Evolution experiments in the lab mimic natural evolution. The ratio of functional vs silent mutations has also been used to characterize the evolution of viruses under natural selection.
According to the blog post that we are commenting on, there is a strange ratio of silent to functional mutations. How can this be accounted for if it was a natural course of evolution?
Without looking more at the variants themselves and just going by the numbers in the post, it’s entirely plausible. It’s not likely, but plausible.
Mainly because we are talking rare events. If the level of success is 33/3.5 (9.42), we’d expect that 4 (or less) silent variants would happen with a probability of ~ 0.042 (Poisson X <= 4). So, a bit more than a 4% chance. But with millions of people infected, this ratio of S/NS variations would still happen at a pretty high absolute number.
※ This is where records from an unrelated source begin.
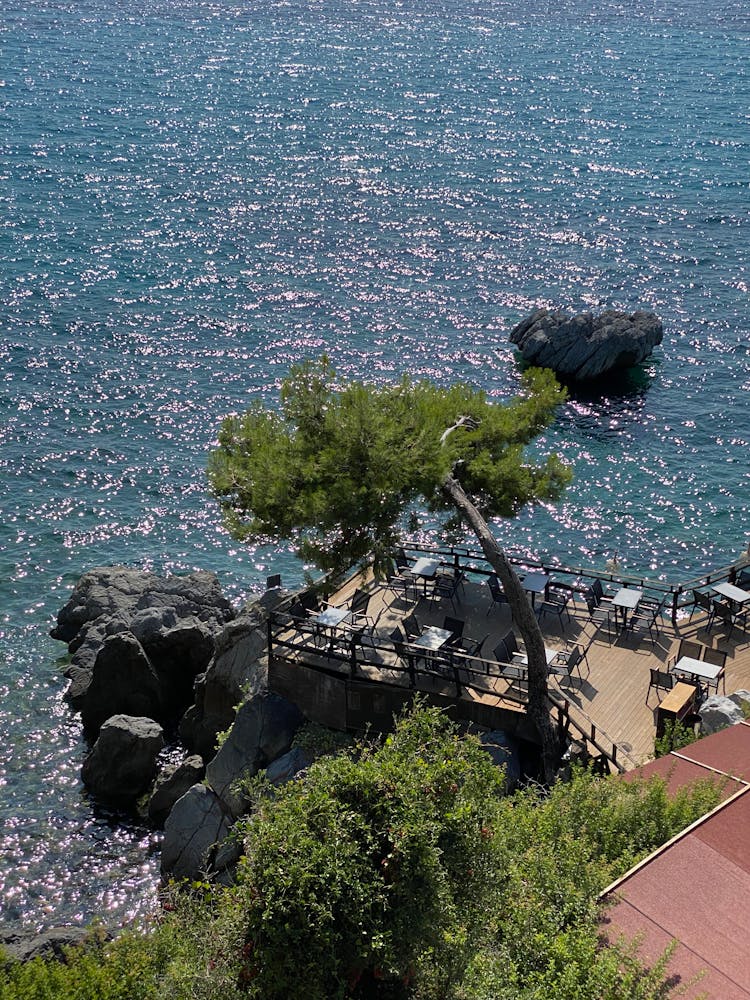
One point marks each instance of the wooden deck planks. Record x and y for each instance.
(613, 693)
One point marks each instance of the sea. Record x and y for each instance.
(196, 195)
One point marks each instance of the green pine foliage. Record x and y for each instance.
(339, 464)
(402, 871)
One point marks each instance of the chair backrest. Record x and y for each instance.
(702, 600)
(661, 678)
(454, 625)
(715, 656)
(574, 657)
(401, 561)
(411, 625)
(360, 600)
(309, 600)
(723, 611)
(510, 645)
(690, 648)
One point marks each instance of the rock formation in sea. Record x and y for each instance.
(138, 641)
(585, 347)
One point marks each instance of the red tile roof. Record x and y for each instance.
(696, 889)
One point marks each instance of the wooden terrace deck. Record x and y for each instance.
(613, 693)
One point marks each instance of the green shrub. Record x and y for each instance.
(126, 969)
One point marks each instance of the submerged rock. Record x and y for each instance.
(585, 347)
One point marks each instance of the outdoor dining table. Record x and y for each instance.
(696, 668)
(735, 594)
(425, 568)
(626, 599)
(535, 583)
(433, 638)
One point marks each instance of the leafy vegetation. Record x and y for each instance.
(676, 735)
(400, 871)
(340, 463)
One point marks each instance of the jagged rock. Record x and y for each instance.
(585, 347)
(718, 712)
(122, 762)
(741, 698)
(239, 669)
(504, 751)
(289, 765)
(123, 682)
(196, 823)
(174, 620)
(24, 946)
(171, 784)
(262, 730)
(116, 592)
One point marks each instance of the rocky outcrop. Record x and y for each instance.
(585, 347)
(171, 784)
(24, 946)
(718, 712)
(197, 823)
(138, 641)
(262, 731)
(238, 670)
(122, 762)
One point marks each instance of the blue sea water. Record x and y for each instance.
(195, 195)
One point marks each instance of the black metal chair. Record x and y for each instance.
(456, 626)
(660, 679)
(702, 601)
(719, 659)
(556, 602)
(496, 592)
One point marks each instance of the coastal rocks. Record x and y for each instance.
(171, 784)
(122, 762)
(197, 822)
(25, 946)
(504, 752)
(263, 730)
(238, 669)
(585, 347)
(122, 681)
(138, 641)
(718, 712)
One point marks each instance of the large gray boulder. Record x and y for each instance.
(171, 784)
(239, 669)
(122, 762)
(197, 822)
(585, 347)
(718, 712)
(263, 730)
(112, 592)
(169, 622)
(123, 682)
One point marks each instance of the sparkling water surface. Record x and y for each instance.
(195, 197)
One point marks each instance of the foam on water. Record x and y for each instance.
(194, 198)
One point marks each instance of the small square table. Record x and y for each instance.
(433, 638)
(735, 594)
(696, 668)
(535, 583)
(626, 599)
(331, 617)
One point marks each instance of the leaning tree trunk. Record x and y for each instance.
(523, 616)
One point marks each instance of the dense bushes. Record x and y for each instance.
(400, 871)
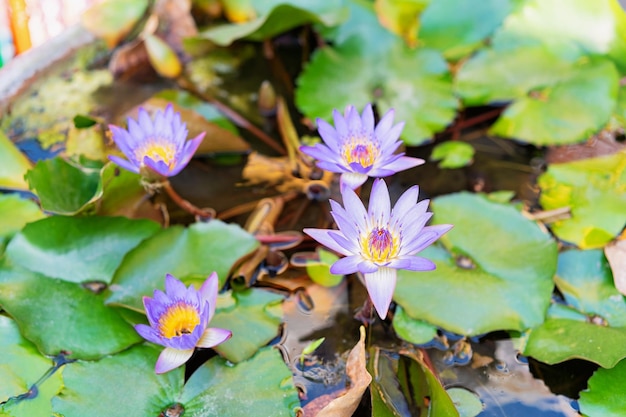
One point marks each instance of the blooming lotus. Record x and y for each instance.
(156, 145)
(357, 149)
(379, 241)
(178, 320)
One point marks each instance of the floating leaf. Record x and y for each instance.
(585, 280)
(458, 34)
(251, 320)
(21, 366)
(558, 340)
(60, 316)
(96, 388)
(78, 249)
(411, 330)
(190, 254)
(260, 386)
(453, 154)
(15, 213)
(595, 191)
(162, 57)
(497, 275)
(415, 82)
(604, 395)
(112, 20)
(13, 165)
(63, 187)
(276, 17)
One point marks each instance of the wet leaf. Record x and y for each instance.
(558, 340)
(497, 275)
(415, 82)
(112, 20)
(584, 279)
(459, 33)
(276, 17)
(96, 388)
(251, 319)
(60, 316)
(411, 330)
(594, 190)
(604, 396)
(162, 57)
(345, 405)
(21, 366)
(78, 249)
(217, 388)
(63, 187)
(15, 213)
(190, 254)
(453, 154)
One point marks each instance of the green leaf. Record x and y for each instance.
(569, 111)
(21, 366)
(497, 275)
(190, 254)
(558, 340)
(102, 388)
(260, 386)
(60, 316)
(63, 187)
(13, 165)
(586, 282)
(276, 17)
(595, 191)
(15, 213)
(415, 82)
(78, 249)
(252, 321)
(413, 331)
(453, 154)
(604, 395)
(460, 33)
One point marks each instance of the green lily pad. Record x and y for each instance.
(190, 254)
(260, 386)
(21, 366)
(416, 82)
(595, 191)
(60, 316)
(453, 154)
(15, 213)
(603, 385)
(118, 386)
(586, 282)
(460, 33)
(78, 249)
(411, 330)
(13, 165)
(569, 111)
(558, 340)
(63, 187)
(252, 318)
(276, 17)
(497, 274)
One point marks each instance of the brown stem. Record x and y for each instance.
(186, 205)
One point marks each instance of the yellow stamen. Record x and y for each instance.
(179, 319)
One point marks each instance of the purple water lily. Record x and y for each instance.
(357, 149)
(155, 146)
(379, 241)
(178, 320)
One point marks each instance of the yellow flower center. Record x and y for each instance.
(158, 151)
(380, 245)
(360, 150)
(179, 319)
Anytime you look at numbers like these, remember with a big denominator, even rare events are expected to happen.
If it was the case that the absolute number mattered, we would be able to sample different "Omicron-like" variants and observe various ratios such as 33N/10S, 33N/15S, etc. mutations. But according to the data presented, we don't: We only see a single (kind of) Omicron, the one with (about) 33N/4S mutations, presumably spilling over by a single event, so I don't see how your conclusion follows.
There are two different (and independent) forces at play here: mutation and natural selection.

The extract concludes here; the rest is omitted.